Prevenção da Violência contra a Mulher

Em nossos atendimentos, ao investigarmos mais a fundo a história de vida das mulheres e o que elas narram da história de vida do homem que a agride, percebemos na maioria dos casos, história de violência na família do agressor e da vítima também.
Ás vezes, os homens que agridem suas esposas (alguns também agridem os filhos), apesar de não terem sido vítimas de violência em sua infância, testemunharam, de alguma forma, outros casos de violência.
Quando digo testemunharam, quero dizer que permaneceram, durante a sua infância e adolescência, em ambiente de alguma forma, agressivo e sem limites, com uma espécie de “falha” de autoridade.
Quando ouvimos relatos do tipo “ele bate na mulher, mas é um bom pai, não deixa faltar nada aos filhos”, ficamos preocupadas.
Este homem deixa faltar aos filhos o principal na educação deles: a noção de limite. Deixa faltar a noção de respeito ás normas de convívio familiar e social.
Este homem de alguma forma, na sua infância foi “vítima” desta falha e isso pode ter colaborado enormemente para torná-lo um agressor.
Muito se diz que muitos homens foram vítimas de violência ou a testemunharam e nem por isso tornaram-se agressores. Isso ocorre devido a diferenças psíquicas, a processos emocionais e psicológicos de elaboração das situações que variam de pessoa para pessoa. Da mesma maneira que em uma mesma família, onde vários filhos foram criados da mesma forma, um ou outro se “desvia” e torna-se um fora da lei ou um dependente químico, etc. São as diferenças internas de cada um e que são muito difíceis de perceber na infância.

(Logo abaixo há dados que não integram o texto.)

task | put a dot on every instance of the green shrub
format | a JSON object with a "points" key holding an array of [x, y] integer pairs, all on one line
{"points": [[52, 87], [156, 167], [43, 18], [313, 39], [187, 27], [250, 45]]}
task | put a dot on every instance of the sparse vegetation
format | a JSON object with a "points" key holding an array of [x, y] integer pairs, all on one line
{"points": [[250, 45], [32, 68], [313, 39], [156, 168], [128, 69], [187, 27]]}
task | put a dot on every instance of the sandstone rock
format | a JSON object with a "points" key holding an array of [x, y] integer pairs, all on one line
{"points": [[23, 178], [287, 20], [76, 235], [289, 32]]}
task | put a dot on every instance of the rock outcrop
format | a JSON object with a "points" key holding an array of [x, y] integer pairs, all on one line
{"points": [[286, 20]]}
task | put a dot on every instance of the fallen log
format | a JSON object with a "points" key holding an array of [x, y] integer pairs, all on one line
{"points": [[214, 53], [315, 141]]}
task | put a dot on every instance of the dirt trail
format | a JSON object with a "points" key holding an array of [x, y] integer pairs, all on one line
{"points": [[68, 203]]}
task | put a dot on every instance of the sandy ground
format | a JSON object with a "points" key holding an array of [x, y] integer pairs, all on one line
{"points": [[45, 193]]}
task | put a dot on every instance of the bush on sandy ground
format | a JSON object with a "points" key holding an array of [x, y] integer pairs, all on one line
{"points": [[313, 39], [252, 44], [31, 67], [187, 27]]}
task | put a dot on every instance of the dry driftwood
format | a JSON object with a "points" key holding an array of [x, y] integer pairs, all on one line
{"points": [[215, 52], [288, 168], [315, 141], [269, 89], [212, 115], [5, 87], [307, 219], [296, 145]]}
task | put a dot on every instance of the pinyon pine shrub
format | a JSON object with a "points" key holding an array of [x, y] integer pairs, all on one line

No esforço de proteger seus filhos do trauma, algumas mulheres tentam esconder a situação de violência dos filhos, ou mesmo acaba protegendo o agressor de uma ação da lei, o que de alguma forma poderia agir como a presença de um limite para ele e, por conseguinte, a noção - para os filhos - de que a violência deve tem um limite, ou uma conseqüência, uma punição. Quando esta tentativa de “proteção” dos filhos acontece, ela pode vir a se tornar uma causadora da formação de um adulto agressor (no caso dos meninos) ou de mais uma vítima (no caso das meninas).
Tentar esconder a violência não previne trauma. Agrava-o.
Enfrentar a violência com as armas legais, com a noção de verdade e leis de convivência social, permitem que se forme um adulto capaz de ter uma vida familiar saudável, um adulto capaz de amar.